To thy banqueting place in the sky."
The wish in literature corresponds to the fulfilment in the dream, and the psychology of the poet who wishes to fly is like that of the dreamer who does fly. Unconscious sex symbolism is voiced in poems where the poet expresses a desire to be a bird, or fly like one, such as those by Bernard de Ventadorn, the great Troubadour of the twelfth century, "The Cuckoo," by Michael Bruce, the Scotch poet who died young from consumption, and others.
I quote from memory the chorus of a poem sung in my school days:
"Oh, had I wings to fly like you
Then would I seek my love so true,
And never more we'd parted be,
But live and love eternally."
The author here tells us most plainly why he or she wants to fly like a bird—for the satisfaction of love. He says practically that merely by flying like the bird, he would have the embrace of the loved one. The opening lines of the chorus show that it is no far-fetched idea, that of seeing sex or love symbolism in birds flying or singing.
We recall Burns's famous poem to the bonny bird that sings happily and reminds him of the time when his love was true. "Thou'll break my heart, thou bonny bird," he sings in despair. A false lover stole the rose and left the thorn with him. The entire poem is full of sex symbolism. That he too would like to have love, is what he says when he speaks of the bird singing.

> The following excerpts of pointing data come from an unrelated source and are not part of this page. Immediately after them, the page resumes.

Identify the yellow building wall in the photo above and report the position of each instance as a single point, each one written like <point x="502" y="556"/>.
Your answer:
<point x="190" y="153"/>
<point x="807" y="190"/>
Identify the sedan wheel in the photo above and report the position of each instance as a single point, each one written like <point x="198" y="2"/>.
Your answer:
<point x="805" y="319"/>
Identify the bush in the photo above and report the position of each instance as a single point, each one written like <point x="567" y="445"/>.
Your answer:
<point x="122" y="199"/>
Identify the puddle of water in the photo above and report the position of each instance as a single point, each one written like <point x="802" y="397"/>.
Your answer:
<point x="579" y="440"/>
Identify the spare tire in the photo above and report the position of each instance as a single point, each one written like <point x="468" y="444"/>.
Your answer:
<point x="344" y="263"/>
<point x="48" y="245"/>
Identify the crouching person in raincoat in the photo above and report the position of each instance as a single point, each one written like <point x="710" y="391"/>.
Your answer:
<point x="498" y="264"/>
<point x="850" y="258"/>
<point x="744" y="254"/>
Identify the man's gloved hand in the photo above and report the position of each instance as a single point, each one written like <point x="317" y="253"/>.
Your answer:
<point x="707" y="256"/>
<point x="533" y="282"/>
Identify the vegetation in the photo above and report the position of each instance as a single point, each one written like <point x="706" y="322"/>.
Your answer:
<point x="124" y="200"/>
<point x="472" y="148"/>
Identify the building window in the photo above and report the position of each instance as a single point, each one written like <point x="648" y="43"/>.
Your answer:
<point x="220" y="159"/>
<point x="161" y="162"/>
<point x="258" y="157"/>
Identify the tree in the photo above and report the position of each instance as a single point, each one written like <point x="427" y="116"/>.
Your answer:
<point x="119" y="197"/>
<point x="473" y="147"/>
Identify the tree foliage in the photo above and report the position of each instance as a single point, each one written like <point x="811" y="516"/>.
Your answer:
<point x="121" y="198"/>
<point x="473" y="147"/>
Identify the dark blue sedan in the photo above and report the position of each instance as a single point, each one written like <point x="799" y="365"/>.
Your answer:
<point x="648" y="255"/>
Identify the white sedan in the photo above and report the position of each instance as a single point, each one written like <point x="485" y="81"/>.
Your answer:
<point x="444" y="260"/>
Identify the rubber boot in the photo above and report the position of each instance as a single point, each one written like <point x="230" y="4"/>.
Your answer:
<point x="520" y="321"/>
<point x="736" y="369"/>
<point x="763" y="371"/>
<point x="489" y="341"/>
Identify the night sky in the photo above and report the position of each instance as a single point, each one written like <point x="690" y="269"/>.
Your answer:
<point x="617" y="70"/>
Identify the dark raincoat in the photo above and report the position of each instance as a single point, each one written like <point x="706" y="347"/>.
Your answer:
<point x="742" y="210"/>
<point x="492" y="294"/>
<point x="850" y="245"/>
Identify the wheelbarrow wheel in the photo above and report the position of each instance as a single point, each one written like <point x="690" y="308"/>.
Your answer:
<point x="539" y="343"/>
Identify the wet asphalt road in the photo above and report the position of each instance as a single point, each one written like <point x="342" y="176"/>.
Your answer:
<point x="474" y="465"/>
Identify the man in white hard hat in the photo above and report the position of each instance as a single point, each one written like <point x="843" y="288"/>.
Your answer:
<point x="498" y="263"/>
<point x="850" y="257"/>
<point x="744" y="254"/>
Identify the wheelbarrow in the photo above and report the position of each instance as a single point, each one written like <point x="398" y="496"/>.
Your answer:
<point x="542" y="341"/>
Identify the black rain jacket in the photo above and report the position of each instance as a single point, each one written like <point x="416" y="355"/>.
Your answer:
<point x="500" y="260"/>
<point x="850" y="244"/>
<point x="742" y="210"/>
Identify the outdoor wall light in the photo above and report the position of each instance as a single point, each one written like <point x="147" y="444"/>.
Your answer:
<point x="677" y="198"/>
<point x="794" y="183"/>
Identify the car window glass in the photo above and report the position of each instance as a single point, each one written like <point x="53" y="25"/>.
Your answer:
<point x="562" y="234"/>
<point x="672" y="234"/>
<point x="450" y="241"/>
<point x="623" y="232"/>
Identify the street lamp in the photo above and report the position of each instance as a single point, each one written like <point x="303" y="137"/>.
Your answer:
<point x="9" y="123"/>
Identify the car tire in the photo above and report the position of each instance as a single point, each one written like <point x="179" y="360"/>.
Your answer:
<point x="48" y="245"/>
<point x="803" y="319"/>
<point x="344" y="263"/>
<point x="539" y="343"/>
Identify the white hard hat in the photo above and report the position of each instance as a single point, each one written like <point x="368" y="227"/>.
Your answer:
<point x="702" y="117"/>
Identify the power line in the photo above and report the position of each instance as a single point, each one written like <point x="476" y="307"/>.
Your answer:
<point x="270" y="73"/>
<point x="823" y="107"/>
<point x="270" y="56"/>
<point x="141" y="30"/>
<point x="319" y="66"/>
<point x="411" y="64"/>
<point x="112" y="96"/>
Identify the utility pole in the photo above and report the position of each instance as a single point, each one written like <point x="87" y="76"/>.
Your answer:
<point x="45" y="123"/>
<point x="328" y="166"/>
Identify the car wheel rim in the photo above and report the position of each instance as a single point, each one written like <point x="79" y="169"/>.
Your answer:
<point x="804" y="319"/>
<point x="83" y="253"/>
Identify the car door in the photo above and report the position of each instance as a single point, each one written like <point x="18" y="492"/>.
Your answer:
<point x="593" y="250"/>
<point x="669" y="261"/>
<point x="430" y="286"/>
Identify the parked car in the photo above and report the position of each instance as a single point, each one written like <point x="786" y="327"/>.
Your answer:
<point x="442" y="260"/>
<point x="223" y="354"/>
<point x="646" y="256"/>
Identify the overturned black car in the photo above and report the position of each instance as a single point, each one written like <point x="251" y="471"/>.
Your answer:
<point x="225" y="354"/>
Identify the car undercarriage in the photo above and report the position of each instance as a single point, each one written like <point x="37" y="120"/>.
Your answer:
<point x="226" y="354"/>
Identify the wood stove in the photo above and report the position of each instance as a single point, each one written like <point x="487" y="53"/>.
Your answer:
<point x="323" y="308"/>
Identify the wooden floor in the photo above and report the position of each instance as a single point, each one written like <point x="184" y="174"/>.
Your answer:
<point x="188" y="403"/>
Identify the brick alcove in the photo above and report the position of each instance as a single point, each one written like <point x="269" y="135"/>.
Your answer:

"The more one is occupied with the solution of dreams," says Freud, "the more willingly one must become to acknowledge that the majority of the dreams of adults treat of sexual material and give expression to erotic wishes.... No other impulse has had to undergo as much suppression from the time of childhood as the sex impulses in its numerous components; from no other impulse has survived so many and such intense unconscious wishes, which now act in the sleeping state in such a manner as to produce dreams."